How to Get Closer to Retirement

This is a guest blog post from Howard Polansky of Cash Flow Coach.

I consume podcasts more than any other media. I am subscribed to WAYYYY too many and have to listen to them at 1.6x speed to not get too far behind. One podcast I truly respect is Radical Personal Finance by Joshua Sheats.

Joshua is a husband, father of four, in his mid-30s who walked away from the traditional financial world and has taken his family all around the world to be a global citizen. He is highly intelligent, sometimes way too verbose, but has done something so elegantly simple. He has explained financial planning in 10 words.

What are those 10 words?

  1. Maximize Income
  2. Minimize Expenses
  3. Invest
  4. Protect the investments
  5. Optimize Lifestyle

Now there are a tremendous amount of nuances within these 10 words and five steps, but you can’t make financial planning any simpler. Most people focus on #1 and #3, maximizing income and investing.
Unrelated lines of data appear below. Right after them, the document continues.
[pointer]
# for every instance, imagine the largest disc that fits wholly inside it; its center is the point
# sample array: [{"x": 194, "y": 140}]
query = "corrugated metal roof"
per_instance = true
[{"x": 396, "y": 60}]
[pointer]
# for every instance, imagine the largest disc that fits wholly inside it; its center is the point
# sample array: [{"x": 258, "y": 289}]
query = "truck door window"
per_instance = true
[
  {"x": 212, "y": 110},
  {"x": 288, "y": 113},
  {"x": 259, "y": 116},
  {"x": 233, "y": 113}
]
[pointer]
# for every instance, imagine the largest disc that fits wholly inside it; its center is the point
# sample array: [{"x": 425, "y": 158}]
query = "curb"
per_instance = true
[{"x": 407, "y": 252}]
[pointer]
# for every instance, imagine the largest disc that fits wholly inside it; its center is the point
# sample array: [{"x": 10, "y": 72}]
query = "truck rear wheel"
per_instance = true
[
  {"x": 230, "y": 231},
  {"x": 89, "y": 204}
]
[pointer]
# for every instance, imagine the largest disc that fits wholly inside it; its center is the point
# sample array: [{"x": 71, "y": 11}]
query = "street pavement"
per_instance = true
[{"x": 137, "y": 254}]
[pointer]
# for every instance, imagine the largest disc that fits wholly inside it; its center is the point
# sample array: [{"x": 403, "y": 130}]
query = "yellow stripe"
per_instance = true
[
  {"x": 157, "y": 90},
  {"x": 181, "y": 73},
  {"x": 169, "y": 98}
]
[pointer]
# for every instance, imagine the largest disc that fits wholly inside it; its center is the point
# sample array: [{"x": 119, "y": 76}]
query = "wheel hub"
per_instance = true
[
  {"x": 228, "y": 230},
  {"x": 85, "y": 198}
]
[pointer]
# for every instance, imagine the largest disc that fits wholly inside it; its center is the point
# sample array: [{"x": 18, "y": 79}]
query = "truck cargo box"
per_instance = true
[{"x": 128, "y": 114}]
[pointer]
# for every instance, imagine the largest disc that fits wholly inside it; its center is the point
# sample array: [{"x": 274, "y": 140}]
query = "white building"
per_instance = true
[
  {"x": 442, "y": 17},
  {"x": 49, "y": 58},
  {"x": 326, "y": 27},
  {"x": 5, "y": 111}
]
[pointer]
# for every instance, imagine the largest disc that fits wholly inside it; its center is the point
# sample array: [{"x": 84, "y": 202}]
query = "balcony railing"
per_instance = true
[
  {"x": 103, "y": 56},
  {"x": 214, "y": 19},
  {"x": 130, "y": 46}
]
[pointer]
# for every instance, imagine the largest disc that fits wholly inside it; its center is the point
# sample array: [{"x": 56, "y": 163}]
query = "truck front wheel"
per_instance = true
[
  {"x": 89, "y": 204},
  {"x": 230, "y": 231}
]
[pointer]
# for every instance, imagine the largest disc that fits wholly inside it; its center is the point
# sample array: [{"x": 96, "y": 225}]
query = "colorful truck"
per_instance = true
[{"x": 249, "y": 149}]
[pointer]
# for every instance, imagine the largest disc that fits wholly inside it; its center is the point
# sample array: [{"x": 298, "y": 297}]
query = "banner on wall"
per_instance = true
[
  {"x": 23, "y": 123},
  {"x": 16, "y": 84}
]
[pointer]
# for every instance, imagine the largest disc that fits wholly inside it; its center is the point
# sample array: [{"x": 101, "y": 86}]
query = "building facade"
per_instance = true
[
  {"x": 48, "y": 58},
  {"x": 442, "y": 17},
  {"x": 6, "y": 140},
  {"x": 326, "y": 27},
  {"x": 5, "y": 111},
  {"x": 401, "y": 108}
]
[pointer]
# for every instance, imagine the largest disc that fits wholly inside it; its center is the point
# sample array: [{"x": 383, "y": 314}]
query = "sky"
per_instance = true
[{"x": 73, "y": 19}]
I focus on #2 and #4, minimizing expenses and protecting investments, but especially #2. Let’s run through why.

Financial advisors focus on the 4% rule. Of your assets that do not provide consistent cash flow, it is reasonable to assume that you can remove 4% of that money every year and the money will not run out during your retirement years. So, if someone has $1,500,000 saved for retirement, with a high degree of probability, one can take $60,000 a year from those assets and the assets will not run out.

The way I like to phrase it is financial advisors like to play offense. What assets do you have? Let’s try and grow the assets bigger!
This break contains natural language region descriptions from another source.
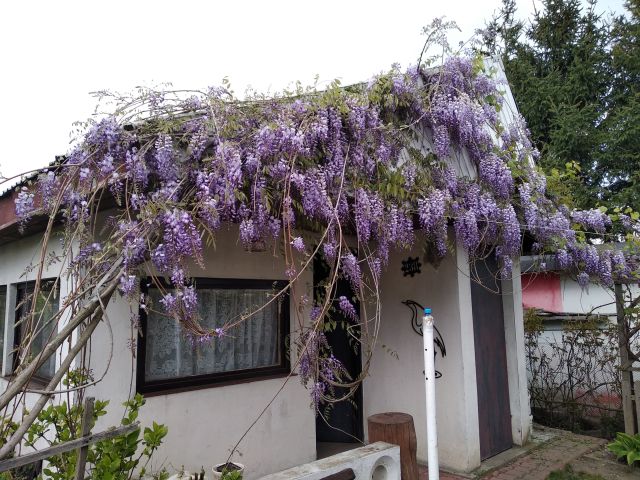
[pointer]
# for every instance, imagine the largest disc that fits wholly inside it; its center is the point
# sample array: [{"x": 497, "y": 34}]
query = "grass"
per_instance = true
[{"x": 567, "y": 473}]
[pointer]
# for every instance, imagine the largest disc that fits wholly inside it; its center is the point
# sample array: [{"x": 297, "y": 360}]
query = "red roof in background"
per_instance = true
[{"x": 542, "y": 291}]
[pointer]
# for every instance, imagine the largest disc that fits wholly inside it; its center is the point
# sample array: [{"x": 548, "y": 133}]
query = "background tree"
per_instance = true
[{"x": 575, "y": 77}]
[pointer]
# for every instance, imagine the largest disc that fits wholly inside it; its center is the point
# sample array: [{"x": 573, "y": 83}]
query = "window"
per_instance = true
[
  {"x": 168, "y": 360},
  {"x": 39, "y": 329},
  {"x": 3, "y": 312}
]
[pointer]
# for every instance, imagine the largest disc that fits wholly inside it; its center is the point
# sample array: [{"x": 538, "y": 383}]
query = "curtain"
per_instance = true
[
  {"x": 254, "y": 343},
  {"x": 47, "y": 304}
]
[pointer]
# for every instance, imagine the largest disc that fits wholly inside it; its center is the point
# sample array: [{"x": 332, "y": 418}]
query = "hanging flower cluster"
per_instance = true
[{"x": 340, "y": 163}]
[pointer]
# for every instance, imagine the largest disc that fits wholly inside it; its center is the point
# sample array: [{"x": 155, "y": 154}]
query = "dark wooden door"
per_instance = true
[
  {"x": 491, "y": 359},
  {"x": 340, "y": 422}
]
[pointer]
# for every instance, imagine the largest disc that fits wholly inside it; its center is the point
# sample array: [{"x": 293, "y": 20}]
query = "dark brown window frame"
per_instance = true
[
  {"x": 194, "y": 382},
  {"x": 21, "y": 289}
]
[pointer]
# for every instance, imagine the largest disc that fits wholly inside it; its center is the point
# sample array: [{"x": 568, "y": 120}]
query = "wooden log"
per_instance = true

But Bear Bryant, the famous Alabama football coach, stated, “Offense sells tickets, but defense wins championships.” If one only focuses on offense, then you’ll never win the game.
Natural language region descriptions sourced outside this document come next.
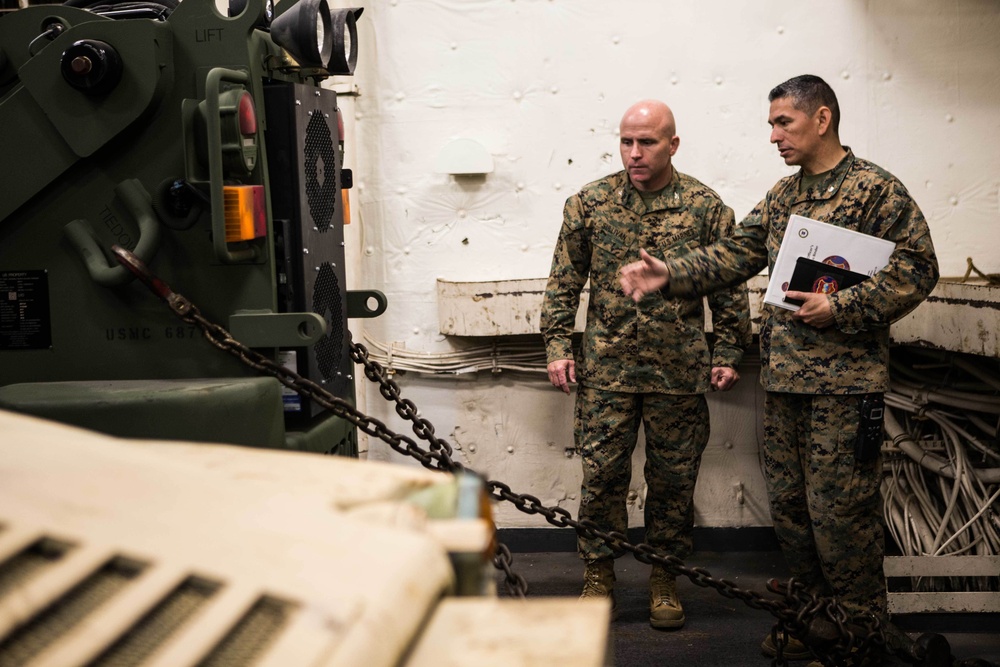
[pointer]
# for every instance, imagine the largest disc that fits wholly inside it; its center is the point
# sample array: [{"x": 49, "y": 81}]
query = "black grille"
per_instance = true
[
  {"x": 321, "y": 171},
  {"x": 327, "y": 304}
]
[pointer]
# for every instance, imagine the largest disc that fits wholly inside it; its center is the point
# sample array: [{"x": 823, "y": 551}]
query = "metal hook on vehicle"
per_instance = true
[{"x": 82, "y": 236}]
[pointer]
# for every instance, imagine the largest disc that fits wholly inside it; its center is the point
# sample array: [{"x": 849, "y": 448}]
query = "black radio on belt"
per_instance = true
[{"x": 869, "y": 440}]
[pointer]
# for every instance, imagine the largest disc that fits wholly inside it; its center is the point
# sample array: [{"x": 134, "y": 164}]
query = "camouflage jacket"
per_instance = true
[
  {"x": 851, "y": 355},
  {"x": 659, "y": 345}
]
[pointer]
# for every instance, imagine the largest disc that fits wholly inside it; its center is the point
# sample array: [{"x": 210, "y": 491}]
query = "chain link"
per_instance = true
[{"x": 838, "y": 639}]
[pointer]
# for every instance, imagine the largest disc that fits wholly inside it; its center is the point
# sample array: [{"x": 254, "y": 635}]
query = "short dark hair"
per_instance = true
[{"x": 808, "y": 93}]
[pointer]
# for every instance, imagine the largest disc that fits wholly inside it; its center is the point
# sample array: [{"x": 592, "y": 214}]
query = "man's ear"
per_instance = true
[{"x": 823, "y": 118}]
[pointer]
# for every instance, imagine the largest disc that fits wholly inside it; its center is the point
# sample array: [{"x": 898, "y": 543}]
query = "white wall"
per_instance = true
[{"x": 542, "y": 85}]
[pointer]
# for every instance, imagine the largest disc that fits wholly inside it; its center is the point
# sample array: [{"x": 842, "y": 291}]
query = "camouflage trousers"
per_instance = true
[
  {"x": 676, "y": 432},
  {"x": 825, "y": 504}
]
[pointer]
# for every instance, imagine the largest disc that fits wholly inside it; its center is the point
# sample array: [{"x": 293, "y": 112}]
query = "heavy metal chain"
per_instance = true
[{"x": 826, "y": 625}]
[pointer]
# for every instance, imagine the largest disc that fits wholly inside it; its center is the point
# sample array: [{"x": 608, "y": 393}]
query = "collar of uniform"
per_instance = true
[
  {"x": 829, "y": 186},
  {"x": 669, "y": 199}
]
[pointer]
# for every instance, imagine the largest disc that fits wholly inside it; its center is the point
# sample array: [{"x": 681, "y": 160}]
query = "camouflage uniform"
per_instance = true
[
  {"x": 824, "y": 504},
  {"x": 648, "y": 361}
]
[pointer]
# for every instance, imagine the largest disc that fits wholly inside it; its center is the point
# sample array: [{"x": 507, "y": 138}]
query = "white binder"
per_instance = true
[{"x": 823, "y": 242}]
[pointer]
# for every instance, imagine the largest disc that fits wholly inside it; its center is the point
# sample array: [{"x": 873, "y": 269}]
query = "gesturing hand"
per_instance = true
[{"x": 647, "y": 275}]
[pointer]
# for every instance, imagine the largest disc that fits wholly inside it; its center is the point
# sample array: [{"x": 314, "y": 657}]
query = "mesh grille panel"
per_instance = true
[
  {"x": 18, "y": 569},
  {"x": 321, "y": 171},
  {"x": 156, "y": 627},
  {"x": 30, "y": 639},
  {"x": 327, "y": 304},
  {"x": 252, "y": 636}
]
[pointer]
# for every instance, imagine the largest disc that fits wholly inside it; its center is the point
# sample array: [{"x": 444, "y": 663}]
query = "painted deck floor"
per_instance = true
[{"x": 720, "y": 631}]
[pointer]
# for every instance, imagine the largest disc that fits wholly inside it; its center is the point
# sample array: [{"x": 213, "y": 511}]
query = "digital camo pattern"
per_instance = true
[
  {"x": 658, "y": 345},
  {"x": 852, "y": 355},
  {"x": 824, "y": 503},
  {"x": 607, "y": 425}
]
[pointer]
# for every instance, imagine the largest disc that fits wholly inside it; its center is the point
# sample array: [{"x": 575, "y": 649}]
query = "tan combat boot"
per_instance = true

But how does one play defense in the financial world? It’s about looking at expenses. Like I mentioned in my previous article regarding auditing expenses in business, you can look at expenses in your personal life too and see what is not necessary. But what if you could make a really big shift on your expenses, like some of my clients do? If that’s the case, retirement becomes much more attainable.

Let’s put some numbers to this. Since I was a dentist, I have heard some dental-specific financial advisors say the average dentist in their client base spends $17,000/month to live. That’s $200,000 per year for living their lifestyle.
We go back to the 4% rule. For that dentist to live a $200,000 per year lifestyle, that dentist would need to amass $200,000/4% = $5,000,000 in assets [dividing by 4% is like multiplying by 25] to keep the same lifestyle in play for retirement. However, that 4% rule was done in the 1980s when interest rates were much higher. So I’ll tell people you should multiply by 30 to be safe. So our dentist should really have $6,000,000 in assets to feel comfortable.

Remember, this is only looking at playing offense. What if we played defense? What if we could live the same lifestyle, but we figured out a way for it to cost us less? If our $17,000/mo lifestyle could and should really only cost us

$12,000/month:
$12,000/mo x 12 months = $144,000 yearly
$144,000 annual budget x 30 = $4,320,000 in assets to live the same lifestyle in retirement

By living the same lifestyle, but rearranging the expenses so our life costs less, we could be $1.68 million dollars closer to the goal of retirement. I haven’t found a financial advisor yet that can guarantee they can get you that far ahead financially by focusing on just investing. But it can happen when you focus on managing expenses.

Your one action step is to figure out what are your annual expenses. Multiply that number by 30 and that lets you know if you are on track for retirement or have to make a change, maybe a serious change, to how retirement is going to look.